If you love Bailey’s, if you love Irish Coffee, if you love white chocolate, any chocolate, booze, things that can be eaten in one bite, or sweets in general… you will go wild for these Irish Cream Truffles.
They’re also fairly simple to make!! It is key you use finely chopped chocolate from a bar and not chocolate chips. It’s annoying, because bar chocolate is considerably more expensive, but chips contain stabilizers that interfere with melting and will not make for good truffles. Heat heavy cream to a simmer, and steep in a tiny bit of instant espresso powder. Pour it over the white chocolate and stir gently to melt it, adding a touch of butter, vanilla, and 3 full tablespoons of Irish whiskey. Once you have a creamy smooth filling, place it in the refrigerator until it firms up, roll it into balls, and dip each into semisweet chocolate. About an hour of chilling later, you’ll have one of the greatest chocolates you’ve ever tasted. Four dozen of them, actually.
These truffles freeze extremely well, making them great for prepping ahead or you know, stockpiling. The whiskey prevents the filling from solidifying, so they can even be eaten straight from the freezer. While I had St. Patrick’s Day in mind when first making these truffles, they are simply too good to associate them with any one day. Irish Cream Truffles are a new year-round favorite in my kitchen, and will be in yours as well!
Irish Cream Truffles
Yields 4 dozen truffles
Melt-in-your-mouth white chocolate truffles flavored with Irish whiskey and a touch of coffee, then coated in semisweet chocolate.
- 14 oz. white chocolate, finely chopped
- 3/4 cup heavy cream
- 1/2 tsp. instant espresso powder
- 1 Tbs. (14g) unsalted butter, softened
- 1/2 tsp. vanilla extract
- 3 Tbs. Irish whiskey
- Dash of salt
- 7oz. semisweet chocolate, finely chopped
Place the finely chopped white chocolate into a medium bowl. Set aside.

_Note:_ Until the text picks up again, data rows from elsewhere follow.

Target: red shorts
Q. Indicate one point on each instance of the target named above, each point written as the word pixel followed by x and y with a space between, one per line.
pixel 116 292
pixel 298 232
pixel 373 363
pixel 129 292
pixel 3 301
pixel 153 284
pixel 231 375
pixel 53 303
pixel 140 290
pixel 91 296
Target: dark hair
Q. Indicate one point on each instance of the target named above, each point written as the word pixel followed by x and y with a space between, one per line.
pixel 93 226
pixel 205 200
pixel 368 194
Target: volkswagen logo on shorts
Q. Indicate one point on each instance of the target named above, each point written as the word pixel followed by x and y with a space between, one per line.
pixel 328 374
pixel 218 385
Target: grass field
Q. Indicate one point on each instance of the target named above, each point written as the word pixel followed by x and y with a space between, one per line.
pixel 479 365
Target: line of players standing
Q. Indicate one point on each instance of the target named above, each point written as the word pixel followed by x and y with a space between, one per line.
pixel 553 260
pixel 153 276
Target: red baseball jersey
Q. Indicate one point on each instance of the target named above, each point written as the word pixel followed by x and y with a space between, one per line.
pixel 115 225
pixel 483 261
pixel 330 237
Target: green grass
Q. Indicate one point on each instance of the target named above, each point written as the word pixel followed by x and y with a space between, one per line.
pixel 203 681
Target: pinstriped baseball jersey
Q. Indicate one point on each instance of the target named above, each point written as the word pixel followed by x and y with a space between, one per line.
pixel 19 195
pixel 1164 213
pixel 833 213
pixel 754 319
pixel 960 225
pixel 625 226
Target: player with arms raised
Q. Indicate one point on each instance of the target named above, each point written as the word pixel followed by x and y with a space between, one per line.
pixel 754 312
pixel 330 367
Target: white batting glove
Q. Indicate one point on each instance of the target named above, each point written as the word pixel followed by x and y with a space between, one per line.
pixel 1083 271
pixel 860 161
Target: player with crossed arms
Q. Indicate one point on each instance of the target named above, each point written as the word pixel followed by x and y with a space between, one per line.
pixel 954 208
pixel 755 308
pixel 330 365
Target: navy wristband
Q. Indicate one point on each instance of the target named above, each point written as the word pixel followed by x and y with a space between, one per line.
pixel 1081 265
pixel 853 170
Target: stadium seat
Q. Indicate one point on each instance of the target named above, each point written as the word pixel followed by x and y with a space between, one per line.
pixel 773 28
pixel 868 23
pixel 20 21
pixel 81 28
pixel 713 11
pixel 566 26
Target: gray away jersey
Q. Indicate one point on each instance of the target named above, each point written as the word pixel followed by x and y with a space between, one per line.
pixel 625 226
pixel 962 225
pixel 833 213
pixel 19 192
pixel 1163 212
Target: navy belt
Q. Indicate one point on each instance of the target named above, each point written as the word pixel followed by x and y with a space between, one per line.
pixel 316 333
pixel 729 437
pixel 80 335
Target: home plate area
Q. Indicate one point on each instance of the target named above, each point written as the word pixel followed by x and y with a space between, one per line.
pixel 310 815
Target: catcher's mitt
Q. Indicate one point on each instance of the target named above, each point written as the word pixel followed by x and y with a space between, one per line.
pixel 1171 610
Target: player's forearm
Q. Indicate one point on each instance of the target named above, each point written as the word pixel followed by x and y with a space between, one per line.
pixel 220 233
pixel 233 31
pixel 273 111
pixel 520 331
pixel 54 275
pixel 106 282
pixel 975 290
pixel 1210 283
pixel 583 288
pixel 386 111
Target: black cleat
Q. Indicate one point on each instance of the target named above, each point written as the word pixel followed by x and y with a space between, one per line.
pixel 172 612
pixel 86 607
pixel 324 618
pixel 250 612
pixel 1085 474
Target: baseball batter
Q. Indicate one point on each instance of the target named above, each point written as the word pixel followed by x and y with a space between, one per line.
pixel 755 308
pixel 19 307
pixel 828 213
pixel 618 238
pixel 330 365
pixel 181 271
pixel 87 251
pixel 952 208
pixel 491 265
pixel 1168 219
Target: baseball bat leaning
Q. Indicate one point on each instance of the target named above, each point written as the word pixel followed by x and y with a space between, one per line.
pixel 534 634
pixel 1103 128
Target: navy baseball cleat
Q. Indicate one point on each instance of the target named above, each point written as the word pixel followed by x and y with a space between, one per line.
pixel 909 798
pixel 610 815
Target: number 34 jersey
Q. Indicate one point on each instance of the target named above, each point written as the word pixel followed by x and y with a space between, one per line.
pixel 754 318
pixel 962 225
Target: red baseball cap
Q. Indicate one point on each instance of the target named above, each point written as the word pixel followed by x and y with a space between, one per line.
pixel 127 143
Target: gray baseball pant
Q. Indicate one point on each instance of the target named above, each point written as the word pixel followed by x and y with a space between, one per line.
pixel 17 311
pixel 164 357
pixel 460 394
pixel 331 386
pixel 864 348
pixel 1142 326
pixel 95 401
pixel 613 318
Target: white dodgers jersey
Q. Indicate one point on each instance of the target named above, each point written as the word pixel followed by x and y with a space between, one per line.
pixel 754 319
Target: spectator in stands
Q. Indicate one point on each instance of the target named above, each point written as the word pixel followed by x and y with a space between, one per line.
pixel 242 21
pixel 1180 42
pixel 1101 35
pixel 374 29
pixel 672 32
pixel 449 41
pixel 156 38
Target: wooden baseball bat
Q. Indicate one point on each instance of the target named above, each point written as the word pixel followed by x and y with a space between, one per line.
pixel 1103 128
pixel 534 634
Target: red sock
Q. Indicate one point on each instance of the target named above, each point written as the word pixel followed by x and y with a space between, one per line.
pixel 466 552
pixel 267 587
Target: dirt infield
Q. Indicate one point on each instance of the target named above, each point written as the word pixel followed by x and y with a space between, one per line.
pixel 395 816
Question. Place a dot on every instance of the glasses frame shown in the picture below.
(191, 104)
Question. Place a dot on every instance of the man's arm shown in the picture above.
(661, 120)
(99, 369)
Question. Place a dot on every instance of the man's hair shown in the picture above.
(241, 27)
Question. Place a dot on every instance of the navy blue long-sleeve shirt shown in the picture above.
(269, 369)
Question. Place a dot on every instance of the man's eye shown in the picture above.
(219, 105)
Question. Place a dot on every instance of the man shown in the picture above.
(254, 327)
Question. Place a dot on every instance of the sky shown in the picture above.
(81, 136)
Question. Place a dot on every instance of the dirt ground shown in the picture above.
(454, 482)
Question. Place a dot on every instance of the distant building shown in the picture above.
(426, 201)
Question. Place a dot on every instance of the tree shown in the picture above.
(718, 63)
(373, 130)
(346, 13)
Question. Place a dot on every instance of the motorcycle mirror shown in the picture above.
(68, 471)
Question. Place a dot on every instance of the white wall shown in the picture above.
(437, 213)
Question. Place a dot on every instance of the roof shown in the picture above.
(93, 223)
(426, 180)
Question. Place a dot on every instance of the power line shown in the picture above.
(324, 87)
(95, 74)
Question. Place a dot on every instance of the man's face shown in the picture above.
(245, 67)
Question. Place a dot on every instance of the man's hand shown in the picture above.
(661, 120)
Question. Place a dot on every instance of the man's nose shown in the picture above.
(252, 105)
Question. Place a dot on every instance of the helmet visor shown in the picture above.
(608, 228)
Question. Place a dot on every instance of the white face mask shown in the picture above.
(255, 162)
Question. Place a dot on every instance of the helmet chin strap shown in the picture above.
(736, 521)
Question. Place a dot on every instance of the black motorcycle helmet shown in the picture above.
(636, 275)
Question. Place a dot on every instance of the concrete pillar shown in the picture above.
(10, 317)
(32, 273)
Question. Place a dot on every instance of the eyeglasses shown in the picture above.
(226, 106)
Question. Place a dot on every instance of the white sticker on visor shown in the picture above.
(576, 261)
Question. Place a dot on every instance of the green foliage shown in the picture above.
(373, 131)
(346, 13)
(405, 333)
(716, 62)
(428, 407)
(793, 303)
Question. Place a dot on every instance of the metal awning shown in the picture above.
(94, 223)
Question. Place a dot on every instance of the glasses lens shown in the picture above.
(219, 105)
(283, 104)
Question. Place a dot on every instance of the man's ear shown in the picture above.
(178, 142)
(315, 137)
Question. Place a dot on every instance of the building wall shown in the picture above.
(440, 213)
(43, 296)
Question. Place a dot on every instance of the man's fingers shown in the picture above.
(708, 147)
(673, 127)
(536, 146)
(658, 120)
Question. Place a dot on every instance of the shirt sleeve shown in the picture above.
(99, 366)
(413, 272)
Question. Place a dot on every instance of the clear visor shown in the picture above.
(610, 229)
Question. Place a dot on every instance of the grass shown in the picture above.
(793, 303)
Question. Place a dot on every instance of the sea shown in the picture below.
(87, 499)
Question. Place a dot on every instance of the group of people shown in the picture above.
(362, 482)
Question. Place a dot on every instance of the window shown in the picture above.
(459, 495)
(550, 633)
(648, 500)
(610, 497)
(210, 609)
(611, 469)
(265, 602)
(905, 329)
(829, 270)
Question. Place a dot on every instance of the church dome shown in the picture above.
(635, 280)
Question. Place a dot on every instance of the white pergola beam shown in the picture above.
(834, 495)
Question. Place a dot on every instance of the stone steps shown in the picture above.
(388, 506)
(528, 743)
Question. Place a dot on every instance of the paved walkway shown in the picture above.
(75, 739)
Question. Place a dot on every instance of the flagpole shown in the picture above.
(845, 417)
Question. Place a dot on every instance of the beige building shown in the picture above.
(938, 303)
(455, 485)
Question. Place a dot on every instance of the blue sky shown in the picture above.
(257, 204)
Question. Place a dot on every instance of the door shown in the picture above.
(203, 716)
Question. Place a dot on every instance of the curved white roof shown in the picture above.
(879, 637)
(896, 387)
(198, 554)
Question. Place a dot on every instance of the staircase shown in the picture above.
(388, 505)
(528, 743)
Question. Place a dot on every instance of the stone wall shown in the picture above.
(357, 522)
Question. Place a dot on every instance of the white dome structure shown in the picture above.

In a saucepan, combine the heavy cream and espresso powder over medium heat. Bring to a simmer, stirring to dissolve the espresso. Once bubbling, remove the pan from the heat and immediately pour the cream over the chocolate. Add the butter to the bowl.
Gently stir the cream into the chocolate until it is fully melted. Add the vanilla, whiskey, and salt, and continue to stir until the mixture is completely smooth. Scrape down the sides of the bowl, then lay a sheet of plastic wrap directly on top, so that it is touching the surface of the chocolate. Refrigerate for two to three hours until firm.
Once the filling has chilled, line two large baking sheets with parchment paper or silicone baking mats.
Working quickly, roll the chocolate into balls, using a generous tablespoon for each. You should have about 48. Once one pan is full, place it in the freezer while you finish the second. Place the second in the freezer as well while you melt the semisweet chocolate.
Place the semisweet chocolate in a microwave safe bowl and melt in 2o-second increments, stirring between each. Alternately, you may use a double boiler to melt the chocolate, but does anyone actually have one of those?
Once the chocolate is fully smooth, remove the balls of filling from the freezer. Using candy tipping tools or a fork, dip each ball in the melted chocolate then return it to its place on the baking sheet. Once all the balls are coated, refrigerate for at least an hour until the shells have hardened.
When set, transfer the truffles to an airtight container and keep stored in the refrigerator or freezer.